Analyser des données que les autres investisseurs ignorent encore
Pour choisir votre premier investissement dans ce nouveau contexte, ne vous limitez pas aux indicateurs immobiliers classiques (prix au m², tension locative, évolution des loyers). Cherchez des signaux faibles liés au télétravail et au nomadisme :
- Coworkings et tiers-lieux : la présence de plusieurs espaces de coworking, cafés “work friendly”, fablabs est souvent un indice d’écosystème favorable aux travailleurs nomades et aux freelances.

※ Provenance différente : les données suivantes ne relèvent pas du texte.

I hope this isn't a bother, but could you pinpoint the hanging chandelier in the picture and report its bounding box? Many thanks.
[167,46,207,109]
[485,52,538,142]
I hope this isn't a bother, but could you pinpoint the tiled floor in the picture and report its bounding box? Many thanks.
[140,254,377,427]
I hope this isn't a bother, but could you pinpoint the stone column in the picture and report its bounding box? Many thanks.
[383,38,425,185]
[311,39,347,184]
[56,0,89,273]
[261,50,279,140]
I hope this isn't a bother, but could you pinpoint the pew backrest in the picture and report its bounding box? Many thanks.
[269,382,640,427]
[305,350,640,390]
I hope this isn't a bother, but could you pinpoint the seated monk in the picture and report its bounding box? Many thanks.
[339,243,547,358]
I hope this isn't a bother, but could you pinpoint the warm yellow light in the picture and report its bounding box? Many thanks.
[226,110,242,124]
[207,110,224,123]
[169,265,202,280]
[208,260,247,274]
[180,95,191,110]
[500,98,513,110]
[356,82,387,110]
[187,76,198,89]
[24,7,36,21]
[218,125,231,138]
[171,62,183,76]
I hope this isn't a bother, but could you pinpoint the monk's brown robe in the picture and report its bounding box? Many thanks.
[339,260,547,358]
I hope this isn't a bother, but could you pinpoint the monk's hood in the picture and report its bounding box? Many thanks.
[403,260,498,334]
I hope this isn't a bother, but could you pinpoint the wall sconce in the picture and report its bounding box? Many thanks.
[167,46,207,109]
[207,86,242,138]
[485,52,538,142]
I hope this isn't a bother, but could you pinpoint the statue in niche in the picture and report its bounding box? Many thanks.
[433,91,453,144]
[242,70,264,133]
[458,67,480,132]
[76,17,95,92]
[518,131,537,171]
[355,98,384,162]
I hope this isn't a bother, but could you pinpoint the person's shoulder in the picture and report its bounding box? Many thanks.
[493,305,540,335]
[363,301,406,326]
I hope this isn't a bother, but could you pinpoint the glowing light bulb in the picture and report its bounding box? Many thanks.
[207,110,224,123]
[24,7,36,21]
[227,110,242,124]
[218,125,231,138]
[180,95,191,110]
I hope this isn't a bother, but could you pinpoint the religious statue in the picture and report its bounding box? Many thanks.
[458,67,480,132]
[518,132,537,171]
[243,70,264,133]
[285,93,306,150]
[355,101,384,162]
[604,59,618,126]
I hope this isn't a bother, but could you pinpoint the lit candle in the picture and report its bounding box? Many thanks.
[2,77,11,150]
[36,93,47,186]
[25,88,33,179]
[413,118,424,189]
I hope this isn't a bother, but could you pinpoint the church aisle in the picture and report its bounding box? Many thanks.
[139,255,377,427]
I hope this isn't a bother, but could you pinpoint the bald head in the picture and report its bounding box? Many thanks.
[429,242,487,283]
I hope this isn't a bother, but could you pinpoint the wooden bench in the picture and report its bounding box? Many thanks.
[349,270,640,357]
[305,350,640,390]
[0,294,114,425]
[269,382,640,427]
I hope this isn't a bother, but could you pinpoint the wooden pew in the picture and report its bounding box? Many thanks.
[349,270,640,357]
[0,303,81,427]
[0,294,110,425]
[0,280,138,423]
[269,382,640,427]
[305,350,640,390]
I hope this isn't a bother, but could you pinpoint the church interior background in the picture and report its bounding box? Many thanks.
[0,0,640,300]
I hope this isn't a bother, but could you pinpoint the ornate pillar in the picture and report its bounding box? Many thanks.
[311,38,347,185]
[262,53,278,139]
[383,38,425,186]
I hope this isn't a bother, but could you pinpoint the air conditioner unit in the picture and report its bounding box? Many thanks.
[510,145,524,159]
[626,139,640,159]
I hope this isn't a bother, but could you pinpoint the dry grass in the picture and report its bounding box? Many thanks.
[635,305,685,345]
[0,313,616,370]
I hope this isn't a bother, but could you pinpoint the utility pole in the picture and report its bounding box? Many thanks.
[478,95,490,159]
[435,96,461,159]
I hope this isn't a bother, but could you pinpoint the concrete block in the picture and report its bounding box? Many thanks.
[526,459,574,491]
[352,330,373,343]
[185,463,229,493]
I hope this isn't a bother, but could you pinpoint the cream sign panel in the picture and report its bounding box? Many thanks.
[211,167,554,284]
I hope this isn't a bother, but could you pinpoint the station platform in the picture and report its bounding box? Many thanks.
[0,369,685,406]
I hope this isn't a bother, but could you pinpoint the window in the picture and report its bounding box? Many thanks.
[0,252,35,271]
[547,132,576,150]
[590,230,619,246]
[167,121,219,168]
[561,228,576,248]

- Politiques locales : certaines villes développent des programmes d’accueil des télétravailleurs (pass remote, aides, communication ciblée). Ces initiatives ne sont pas encore intégrées dans les statistiques, mais elles influencent les flux.
- Communautés en ligne : groupes Facebook, forums, Discords de nomades digitaux ou de télétravailleurs expatriés. On y voit émerger de “nouvelles Barcelone” ou “nouveaux Lisbonne” avant que les médias ne s’y intéressent.
- Évolution des billets d’avion et des lignes de train : une nouvelle ligne aérienne low cost ou une amélioration des temps de trajet en train peut faire basculer l’attractivité d’une ville ou d’une région pour les travailleurs mobiles.
En combinant ces signaux avec les données immobilières traditionnelles, vous pouvez viser des zones encore raisonnables en prix mais déjà en phase avec les usages de demain.
Soigner le storytelling de votre annonce pour capter ce nouveau public
Une grande partie du rendement de votre investissement dépendra de votre capacité à attirer les bons locataires. Pour un bien pensé pour le télétravail ou le nomadisme numérique, votre annonce doit parler leur langage :
- Mettez en avant la connexion internet (débit réel mesuré, fibre, test de vitesse).
- Montrez clairement le ou les espaces de travail dans les photos.
- Décrivez l’environnement : cafés où l’on peut travailler, parcs à proximité, coworkings accessibles à pied ou en vélo.
- Précisez la facilité d’accès (temps jusqu’à la gare, à l’aéroport, fréquences des trains ou bus).
- Si vous ciblez des locataires internationaux, pensez à une version de l’annonce en anglais, avec un ton adapté à une audience nomade.
Votre objectif : que le futur locataire se projette immédiatement dans une vie où il travaille efficacement le matin, va nager ou randonner l’après-midi et profite d’un quartier vivant le soir, sans avoir l’impression d’être en “mission” mais plutôt dans un style de vie choisi.
Adopter un état d’esprit d’explorateur plutôt que de simple investisseur
Investir dans l’immobilier locatif à l’ère du télétravail et du nomadisme numérique, c’est accepter que les cartes se redessinent. Les “valeurs sûres” d’hier ne sont plus garanties, et des territoires autrefois perçus comme secondaires deviennent des hubs de vie, de créativité et de mobilité.
Pour choisir votre premier bien, inspirez-vous des voyageurs qui construisent aujourd’hui leur vie entre plusieurs lieux. Demandez-vous :
- Est-ce que j’aurais plaisir à passer ici un mois en télétravail ?
- Est-ce que je pourrais y inviter un ami freelance à venir coder ou créer pendant quelques semaines ?
- Est-ce que ce lieu donne envie de rester, pas seulement de passer ?
Si la réponse est oui, vous tenez peut-être un emplacement qui parlera à cette nouvelle génération de locataires, pour qui le travail n’est plus un endroit, mais une activité que l’on emmène avec soi. Votre premier investissement locatif devient alors plus qu’un simple actif : un support concret de ces nouvelles façons d’habiter le monde.